I could tell he was weakening. “You don't want to know because then you won't have deniability.”
“Will I need deniability?”
“It's the best defense.”
“Will I need a defense?”
“Could you stop repeating everything I say?”
“Sorry.”
“Look, I need you to find out something for me. I can't dig around because I've been told specifically I don't have need-to-know. But you haven't had the official NTK bullshit on this one.”
“OK, before I say absolutely, categorically no, you want to at least give me something so that I have some idea what I'm saying no to?”
Arlen knows how to ask a question. I said, “A company called Moreton Genetics is doing some work for the Pentagon. I want to find out, even if just in general terms, what they're doing.”
“Is this related to what you were doing in Japan?”
“That's something I can neither confirm nor deny,” I said, slipping into jargon for absofuckinglutely.
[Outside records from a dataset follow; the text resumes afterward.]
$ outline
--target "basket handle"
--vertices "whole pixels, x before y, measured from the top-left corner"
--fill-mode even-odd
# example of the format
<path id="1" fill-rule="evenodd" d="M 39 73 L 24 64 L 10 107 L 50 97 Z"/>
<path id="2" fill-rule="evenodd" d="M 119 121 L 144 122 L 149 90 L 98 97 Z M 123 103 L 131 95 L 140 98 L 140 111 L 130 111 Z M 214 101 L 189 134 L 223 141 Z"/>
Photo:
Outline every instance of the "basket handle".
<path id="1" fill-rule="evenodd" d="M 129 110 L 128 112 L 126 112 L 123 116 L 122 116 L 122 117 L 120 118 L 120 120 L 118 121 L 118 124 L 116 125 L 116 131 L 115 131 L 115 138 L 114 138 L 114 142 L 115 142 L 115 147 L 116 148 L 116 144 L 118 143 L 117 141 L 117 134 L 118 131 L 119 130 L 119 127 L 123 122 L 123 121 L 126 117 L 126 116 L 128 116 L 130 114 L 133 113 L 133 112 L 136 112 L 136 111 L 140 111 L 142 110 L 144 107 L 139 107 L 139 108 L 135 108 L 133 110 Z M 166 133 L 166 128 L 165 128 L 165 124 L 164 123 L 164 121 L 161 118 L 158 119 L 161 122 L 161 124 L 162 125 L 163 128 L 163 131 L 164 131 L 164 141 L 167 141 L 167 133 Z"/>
Even though I couldn't see them, I knew Arlen's lips were clamped into a thin line.
“You'll need a code,” I continued. It would be easy to find the information I was after, but not without a thing called a case code. Whenever any classified information was required, or petty cash claimed, or resources allocated, a case code had to be cited so that an investigation could be traced, tracked, and costed as it wound its way through the system. With the proper code, Arlen could go straight to the DoD's archives and pull the paperwork. The problem was that his interest in Moreton Genetics would be on file if things did end up in the crapper.
“I'm doing a little general digging at the moment for a federal oversight committee. The job has a general access code. All areas. Maybe I can do it discreetly. Might be suitable.”
Damn right. “I owe you, Arlen.”
“Indeed you do, Vin. What are we up to now?”
“Convert the favors into dollars, I'd say around a million or so.”